Uno de los fenómenos más extraños 
de la experiencia cotidiana es el que
enrola a los cambios y a la continuidad.

Sabemos que las existencia
-en su aspecto visible, social-
cambia de manera drástica,
pero nunca tenemos en el día a día
una evidencia empírica de esos cambios.

Es decir, 
por seguir con el caso propio,
yo vengo viviendo,
desde que adopté la conciencia,
en una misma línea continua:
cada hora de mi vida
ha procedido de una hora anterior
y ha engendrado una hora siguiente
y siempre la vida ha tenido
el mismo vibrato, la misma irradiación.

En este sentido puedo decir
que el acto de enfrentar la calle cada día
es el mismo hoy, ayer y en los años sesenta.

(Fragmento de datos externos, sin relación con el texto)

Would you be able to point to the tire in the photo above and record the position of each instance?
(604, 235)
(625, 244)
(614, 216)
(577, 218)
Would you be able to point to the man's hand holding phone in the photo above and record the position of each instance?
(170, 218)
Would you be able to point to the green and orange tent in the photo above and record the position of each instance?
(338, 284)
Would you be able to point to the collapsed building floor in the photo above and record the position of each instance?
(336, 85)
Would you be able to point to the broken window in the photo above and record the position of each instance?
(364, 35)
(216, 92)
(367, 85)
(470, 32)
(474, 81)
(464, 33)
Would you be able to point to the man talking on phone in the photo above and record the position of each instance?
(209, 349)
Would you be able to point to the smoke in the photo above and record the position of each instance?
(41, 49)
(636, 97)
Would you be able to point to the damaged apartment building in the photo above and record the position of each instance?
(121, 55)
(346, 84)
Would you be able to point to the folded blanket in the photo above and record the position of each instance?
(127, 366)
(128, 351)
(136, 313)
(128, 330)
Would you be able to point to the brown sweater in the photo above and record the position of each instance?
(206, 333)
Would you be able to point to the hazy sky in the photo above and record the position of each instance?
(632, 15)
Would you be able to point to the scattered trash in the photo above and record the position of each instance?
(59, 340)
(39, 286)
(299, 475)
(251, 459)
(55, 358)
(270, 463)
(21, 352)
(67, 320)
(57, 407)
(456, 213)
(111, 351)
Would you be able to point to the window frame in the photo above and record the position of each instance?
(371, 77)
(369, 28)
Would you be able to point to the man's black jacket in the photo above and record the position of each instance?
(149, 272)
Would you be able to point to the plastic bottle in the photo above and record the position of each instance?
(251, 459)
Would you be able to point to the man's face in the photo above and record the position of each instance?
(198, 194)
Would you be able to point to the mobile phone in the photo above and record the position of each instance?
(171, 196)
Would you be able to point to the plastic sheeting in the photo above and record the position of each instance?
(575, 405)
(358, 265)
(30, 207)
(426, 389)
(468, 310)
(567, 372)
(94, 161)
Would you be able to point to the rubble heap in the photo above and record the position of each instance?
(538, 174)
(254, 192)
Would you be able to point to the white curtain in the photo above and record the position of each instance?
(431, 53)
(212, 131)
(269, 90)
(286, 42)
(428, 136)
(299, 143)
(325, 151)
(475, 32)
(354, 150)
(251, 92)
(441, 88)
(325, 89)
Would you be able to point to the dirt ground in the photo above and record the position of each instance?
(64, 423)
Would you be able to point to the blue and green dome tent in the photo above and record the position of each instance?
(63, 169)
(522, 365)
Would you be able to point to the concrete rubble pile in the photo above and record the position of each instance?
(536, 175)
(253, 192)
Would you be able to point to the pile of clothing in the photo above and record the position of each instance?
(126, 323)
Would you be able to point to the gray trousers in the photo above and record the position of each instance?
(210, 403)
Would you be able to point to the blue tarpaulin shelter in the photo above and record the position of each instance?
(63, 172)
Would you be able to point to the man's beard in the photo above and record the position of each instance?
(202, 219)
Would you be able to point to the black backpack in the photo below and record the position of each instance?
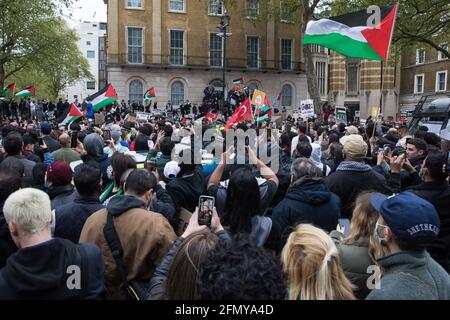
(135, 289)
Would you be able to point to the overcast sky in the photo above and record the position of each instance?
(88, 10)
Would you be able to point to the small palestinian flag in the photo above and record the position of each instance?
(350, 35)
(74, 114)
(264, 112)
(239, 82)
(104, 97)
(9, 90)
(149, 96)
(27, 92)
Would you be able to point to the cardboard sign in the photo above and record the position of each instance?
(375, 111)
(99, 119)
(341, 115)
(307, 108)
(258, 98)
(143, 116)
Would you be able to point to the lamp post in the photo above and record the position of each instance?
(224, 23)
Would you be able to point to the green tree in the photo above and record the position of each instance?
(418, 21)
(26, 30)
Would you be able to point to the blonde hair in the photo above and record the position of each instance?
(363, 226)
(29, 209)
(311, 261)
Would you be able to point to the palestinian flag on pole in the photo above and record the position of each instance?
(104, 97)
(265, 112)
(149, 95)
(351, 35)
(239, 82)
(9, 90)
(74, 114)
(27, 92)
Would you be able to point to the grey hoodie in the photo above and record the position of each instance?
(412, 276)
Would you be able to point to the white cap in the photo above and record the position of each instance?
(171, 169)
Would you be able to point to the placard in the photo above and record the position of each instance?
(307, 108)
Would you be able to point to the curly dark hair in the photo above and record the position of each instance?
(240, 270)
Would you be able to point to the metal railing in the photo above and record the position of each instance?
(200, 62)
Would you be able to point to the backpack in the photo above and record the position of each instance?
(134, 289)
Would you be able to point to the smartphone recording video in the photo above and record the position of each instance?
(205, 209)
(74, 139)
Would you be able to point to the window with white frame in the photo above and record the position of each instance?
(252, 8)
(320, 77)
(418, 83)
(135, 4)
(136, 92)
(286, 95)
(286, 54)
(215, 50)
(286, 14)
(252, 52)
(135, 45)
(177, 93)
(176, 5)
(176, 47)
(352, 76)
(215, 7)
(441, 55)
(441, 81)
(420, 56)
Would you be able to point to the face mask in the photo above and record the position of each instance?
(378, 233)
(109, 173)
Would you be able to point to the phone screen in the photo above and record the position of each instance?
(106, 135)
(205, 208)
(74, 139)
(345, 223)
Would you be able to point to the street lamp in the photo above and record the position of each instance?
(224, 23)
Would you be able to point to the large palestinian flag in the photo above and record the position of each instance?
(349, 34)
(9, 90)
(74, 114)
(104, 97)
(27, 92)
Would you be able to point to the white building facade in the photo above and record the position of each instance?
(91, 44)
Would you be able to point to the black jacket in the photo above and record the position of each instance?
(349, 184)
(438, 193)
(42, 272)
(70, 217)
(52, 144)
(61, 195)
(311, 203)
(7, 245)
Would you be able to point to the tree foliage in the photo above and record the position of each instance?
(418, 21)
(34, 41)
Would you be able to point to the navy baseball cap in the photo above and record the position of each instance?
(411, 218)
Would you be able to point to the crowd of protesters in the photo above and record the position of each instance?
(119, 201)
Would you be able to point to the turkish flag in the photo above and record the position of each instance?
(242, 113)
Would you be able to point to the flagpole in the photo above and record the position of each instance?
(381, 87)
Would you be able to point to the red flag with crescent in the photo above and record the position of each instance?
(242, 113)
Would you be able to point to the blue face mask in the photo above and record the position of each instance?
(378, 232)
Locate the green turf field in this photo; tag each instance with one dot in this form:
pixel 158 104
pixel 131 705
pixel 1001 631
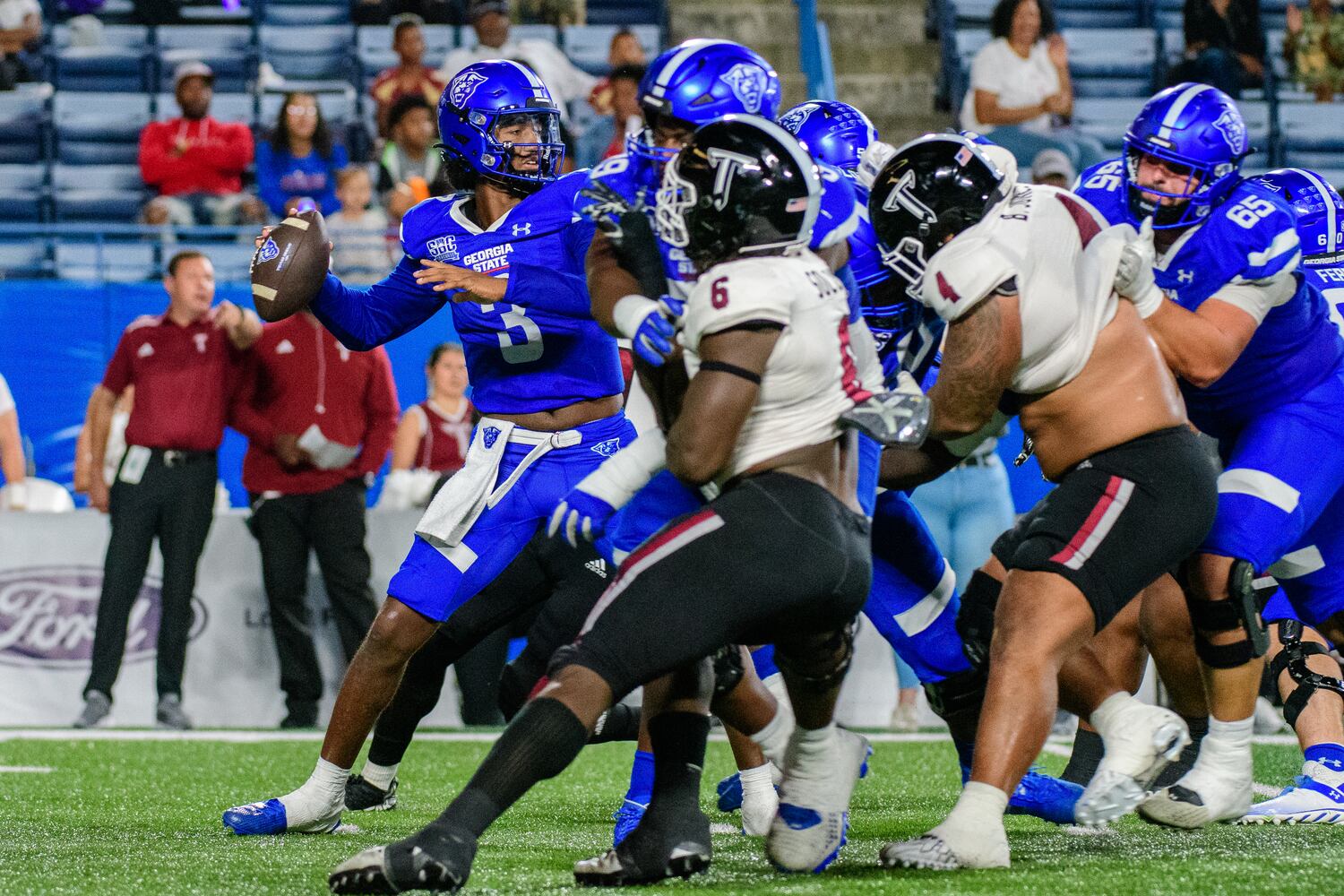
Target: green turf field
pixel 134 817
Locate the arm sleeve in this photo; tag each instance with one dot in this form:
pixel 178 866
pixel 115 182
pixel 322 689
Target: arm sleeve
pixel 117 376
pixel 381 413
pixel 370 316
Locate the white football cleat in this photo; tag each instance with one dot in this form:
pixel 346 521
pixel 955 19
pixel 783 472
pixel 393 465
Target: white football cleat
pixel 1306 801
pixel 809 828
pixel 1140 745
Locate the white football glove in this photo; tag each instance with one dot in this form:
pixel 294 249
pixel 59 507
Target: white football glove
pixel 1134 273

Sólo cuando trazamos miradas retrospectivas
se hace manifiesto lo que ha ido quedando atrás,
lo que se desechó, lo que fue reemplazado.

Un ejemplo: tiene que haberse dado
un momento específico, mensurable,
en que se dejaron de usar en Chile
los pantalones pata de elefante.

Un día, una noche, un minuto
en que el último par de patas de elefante
fue lanzado al bulto de la ropa sucia
para no ser retomado nunca más.

Pero vaya uno a detectar ese momento.

Lo único que podemos afirmar
es que en un período no se veían
sino sujetos ostentando 
este tipo de pantalones
donde uno volviera los ojos,
y que hoy no se ve a nadie,
a no ser que nos topemos
con algún adelantado 
del estilo vintage.

Lo de los pantalones 
vale para todas las esferas,
para todos los cortes 
con que analizamos nuestra vida.

Nos sentimos seguros, cómodos
y nos movemos como calamares
en la tinta atmosférica del mundo presente.

Pero habrá que ver qué efecto
tendrán nuestras fotografías de hoy
dentro de cincuenta años.

A los que nos examinen entonces
les pareceremos habitantes
de las profundidades abisales del tiempo.